This is where Pauwels’ first part becomes problematic. He rightly locates the intense reactionary force cultivated and maintained in Europe’s ruling class since the French Revolution. However, he is mistaken in his interpretation of Romanticism. Thus he places Romanticism in the dock as a cultural phenomenon that helped to undermine the ideology of the French Revolution and thus nurtured the reactionary forces in European culture. This error arises because the ideology of the French Revolution is identified with the Enlightenment. While the Enlightenment certainly provided an ideological basis for the French Revolution and republicanism, it just as easily supplied a foundation for monarchy. The term “enlightened despotism” should not be understood cynically or as an oxymoron. Rather it needs to be recognised that what is called the Enlightenment was a secularisation of the prevailing ideology of Christendom. The terms “god” and “Church” were replaced by “nature” and “State” (and through the Revolution: “nation” or “people”). Nonetheless the ideology was one of hierarchical coherence between given order (whether from nature or the state) and human value (the idea that life is worth living). Its universality was a secularisation of the “city of god” and the universal church—that is to say it substituted Catholic-feudal order for a redemptive explanation in which the Church (and god) was no longer the apex.

Romanticism emerged because of the perception—by admittedly very few people—that the mere secularisation of Christendom could not solve the problem of human value, formulated, for instance, in such material questions as why does a system of universal equality fail to provide for the basic needs of all equal humans?
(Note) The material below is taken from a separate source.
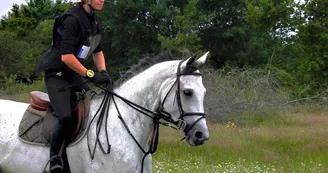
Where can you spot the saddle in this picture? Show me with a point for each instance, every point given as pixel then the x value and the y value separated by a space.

The conflict of Romanticism was not with the universal value of humans, per se, but with the failure of the Enlightenment (secularised Christianity) to provide adequate answers to the questions Christianity obviously could not answer. ((The validity of any claims that the ideology of Christianity supports human value is dubious at best. “Christian humanism” is for all intents and purposes a genuine oxymoron.))

The great insight of Romanticism was that all explanations are inadequate because language—the substance of explanations—is not, nor can it be, isomorphic with the world. The pessimism attributed to many of the Romantics was not based on the renunciation of human value or the desire for a sentimental restoration (although there were Romantics who did take this position) but due to the discrepancy between the human condition, as an organism, and the semiotic transformation upon which human survival depends. It was not that the Enlightenment was inadequate or that the French Revolution failed but that all redemptive—that is to say final solutions must fail—or end in death. The promise that all mankind would be redeemed, whether by Christ or the ultimate revolutionary triumph, was necessarily an illusion. There would always be work to do and there was no guarantee that those efforts would be successful. A revolution could fail and did. That was not necessarily an argument against revolutions—although for many people it was or and has become one.

While the French Revolution did fail in many ways, it is also true that a complete restoration of the ancièn regime also failed. That is, in fact, the point of departure for Pauwels. The ruling class recognised—as a class—that even the Congress of Vienna did not eliminate all the damage done by the French Revolution. In fact, as one scholar of pre-Marxian socialism once said to me, based on the state of working class organisation after the utter defeat of the 1848 revolutions, one could hardly anticipate the Paris Commune or its tenacity. ((Waltraud Seidel-Höppner.  Her main work has been on the German revolutionary Wilhelm Weitling. Waldtraud Seidel-Höppner: Wilhelm Weitling (1808-1871). Eine politische Biographie. Parts 1 and 2 Peter Lang Verlag (Frankfurt am Main/Berlin/Bern/Brussels/New York/Oxford/Vienna) 2014. She made this observation in a private conversation with the author.)) So if one of the narratives of the 19th century is the development of working class consciousness—despite interruptions and serious setbacks—then it is entirely plausible to find ruling-class consciousness developing throughout the century. In fact, one ought to expect this given the far smaller and more closely knit groups involved: with common family and educational backgrounds as well as intense conventional interaction, especially the “interbreeding” of bourgeois and aristocratic families within realms and across borders.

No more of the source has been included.